Light meter workflow advice (3 replies and 1 comment)
Hello Mr. Deakins, hope this week started well for you.
I would ask, it is possible, for some advice about the use of a light meter for checking the"right" exposure (mixed with your expert and trained eye)
I have been fascinated to read some old posts in this forum where you talk about your use of incident and spot meter.
Specifically, my curiosity goes to the way you search and find the "base" exposure to set your shot.
How do you establish the range of exposure across the frame and what are you looking for to find your "base/middle" exposure (of course in order to tell the story)?
Say that there is this three kind of scenario (there can be thousands of scenario of course):
1) A room with a single (or multiple but same wattage) "practical" lamp only.
In this case, do you search for the "mid-point" maybe with an incident reading near the wall where the practical lamps are, or do you take a spot reading to the practicals and let those overexpose like 2/3 stops?
2) A room with a big bright window in an office with overhead lights and practical on the desk in the middle of the room.
In this other case do you value an incident reading where the desk is or your "reference" is the brightest thing in the frame (like the big window)?
3) A bright sunny landscape with subjects.
In this case, do you read the sunlight with incident measurement or do you use a spot meter to the sky? I could think that this is related to sun position, if it is in the frame may work better a spot measurement (but probably I'm wrong).
I attach some of your shots to describe the examples and try to understand why (and hope how) you choose that specific point to let the light fall off or blown out starting from that measurement.
I hope I' haven't been boring with my curiosity, maybe sometimes thinking too much about the technical side can be self-defeating but I was fascinated with your workflow that stays the same over the years (today also with the support of calibrated monitor) and works fantastically!
So many pieces of information over the internet confuse me, better try to learn a solid method from a master like you.

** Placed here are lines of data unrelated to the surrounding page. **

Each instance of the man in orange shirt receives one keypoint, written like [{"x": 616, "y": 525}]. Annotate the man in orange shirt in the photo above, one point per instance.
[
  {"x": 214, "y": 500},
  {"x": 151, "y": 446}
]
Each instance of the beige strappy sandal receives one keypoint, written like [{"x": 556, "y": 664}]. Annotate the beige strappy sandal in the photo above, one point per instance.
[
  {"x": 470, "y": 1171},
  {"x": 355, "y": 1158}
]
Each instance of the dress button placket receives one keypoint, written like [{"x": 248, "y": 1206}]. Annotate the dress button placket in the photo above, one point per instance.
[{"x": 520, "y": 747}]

Of course, I want to thank you in advance for your time and availability.
Firstly, I don't remember taking a spot reading on any of those shots bar one. For the shot in the office, which was a stage set, I did take a spot reading of the Translite backing to check where it fell relative to my camera exposure. In this instance I wanted it to be bright but I did want to lose detail. For all the other references, and as a general rule of thumb, I will take an incident reading where I consider I want to set my mid exposure, or what I will set on the lens. The landscape is exposed to be a little over in the sun and under in the shade and I asses the interiors in a similar way. The light from a lamp will over exposed an object close by whilst something far away will be underexposed, so I judge where I take my exposure within that range, hopefully, without stretching the limit at either end.
Thank you very much for your time and your answer Mr. Deakins! I will practice this concept as soon as possible to learn (I hope) how to judge and find the point where my middle exposure (that I've selected on the lens for that scene) is.
Thank you again Mr. Deakins, have a nice day.
Thank you so much Roger for helping us. On this scene where it is for you the middle gray?
I think a mid exposure would be on the cabinet behind Judy's hand. The highlight from the lamp would be a stop or more over and black is black.